Chapter Twenty-Two: Break the Window

By midday the hospital buzzed like a wasp nest kicked open. Nurses whispered behind clipboards. Orderlies wheeled the smallest boy's empty bed down the corridor under a blanket, pretending no one noticed the shape beneath it.

Rafi noticed. So did the braid girl.

They sat in his room, knees pressed together on the same narrow bed. Outside the window, rain turned to mist that clung to the glass in greasy smears. Below, the parking lot steamed.

No words left between them — none big enough to hold the knot in Rafi's gut or the iron taste in his mouth every time he thought of the counselor's dying rattle. He didn't know if the man was still alive. He didn't know if it mattered anymore.

All he knew was the braid girl's hand gripping his so tight her knuckles burned white. Her braid lay over his shoulder like a black snake, warm against his neck. She smelled faintly of the cheap soap they made her use here, but under it he still caught the forest: pine pitch, cold dirt, sweat in the hollow of her throat.
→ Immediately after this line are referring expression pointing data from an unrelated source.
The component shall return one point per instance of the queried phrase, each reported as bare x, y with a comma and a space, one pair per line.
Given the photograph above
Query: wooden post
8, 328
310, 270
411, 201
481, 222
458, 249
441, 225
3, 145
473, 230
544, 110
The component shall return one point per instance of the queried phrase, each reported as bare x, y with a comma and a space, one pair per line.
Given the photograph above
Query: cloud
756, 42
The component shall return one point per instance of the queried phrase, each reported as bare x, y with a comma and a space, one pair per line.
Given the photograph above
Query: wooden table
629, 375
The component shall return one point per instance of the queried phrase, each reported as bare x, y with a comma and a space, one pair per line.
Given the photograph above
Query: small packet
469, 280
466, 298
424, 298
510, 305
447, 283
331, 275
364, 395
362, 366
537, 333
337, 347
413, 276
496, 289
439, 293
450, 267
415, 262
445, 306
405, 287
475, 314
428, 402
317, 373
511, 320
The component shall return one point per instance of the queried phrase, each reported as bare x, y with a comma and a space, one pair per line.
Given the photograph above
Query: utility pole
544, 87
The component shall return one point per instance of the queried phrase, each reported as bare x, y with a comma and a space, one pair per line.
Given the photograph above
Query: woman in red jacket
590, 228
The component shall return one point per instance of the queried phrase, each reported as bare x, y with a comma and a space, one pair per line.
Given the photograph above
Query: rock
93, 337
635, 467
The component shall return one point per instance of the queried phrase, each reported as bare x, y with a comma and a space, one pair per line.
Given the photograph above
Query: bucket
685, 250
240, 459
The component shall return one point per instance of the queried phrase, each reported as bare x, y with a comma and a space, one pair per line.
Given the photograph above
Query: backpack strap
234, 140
He knew if they didn't move now, they'd be split into neat files — "foster placements," the social worker called it, with a smile that never reached her eyes.

A knock rattled the door. A nurse's voice, too sweet, promising him a visit from the investigator soon. Maybe a psychiatrist after lunch. So much care. So much adult warmth.

The braid girl squeezed his fingers once. Then she pushed off the bed and flicked the lock behind her like she'd done it a hundred times. She turned back to him with eyes that said she'd rather be feral and lost than safe and caged.

Rafi didn't even nod. He just grabbed the thin fleece blanket off his bed and wrapped it tight around his shoulders like armor. Together they pressed to the window, breath fogging the glass.

Three floors down, the garden ringed the building in clipped hedges and benches damp from rain. No fences. Just security cameras blind to what mattered.

Rafi braced his elbow and slammed it into the glass. Once. Twice. It cracked like dry ice, a white web blooming under his bone. He didn't feel the pain until the braid girl hissed and wrapped her arms around his waist to steady him.

On the third hit, the window gave up. A sliver of wind cut his cheek open. Rain and garden air flooded the sterile room, washing out the stench of antiseptic and fear.

Somewhere down the hall, the nurse's voice rose in alarm. A button beeped an alert. Shoes squeaked closer.

The braid girl didn't wait. She swung one leg over the sill, braid whipping behind her like a flag in the wind. Rafi followed her out without thinking.

For one split second his feet dangled over the small drop — wet grass and concrete waiting below, soft enough if he landed right. A nurse's hand lunged for his ankle, too slow.

He let go.

The grass hit his back so hard the breath tore out of him in a bark. Then the braid girl's knees dug into his ribs as she fell beside him, laughing a sound that was half a sob.

Above them, a pale face pressed to the shattered window, mouth wide in a silent scold that Rafi couldn't hear over his own heartbeat.

He scrambled up, dragging the braid girl by the elbow. They pelted through the bushes, leaves slapping their cheeks, rain streaking dirt down their arms.

Behind them, a security guard shouted. Radios crackled. Doors slammed.

But ahead — past the hedges, past the last neat gravel path — the hills loomed dark and blurry in the rain, the tree line waiting with its mouth wide open.

Rafi didn't care if it meant dying or living or something in between. He would not be boxed up and told to forget.

Neither would she. Her fingers found his in the wet green dusk, squeezing once before they plunged into the woods together — deeper than any map, deeper than any truth the grown-ups could sterilize.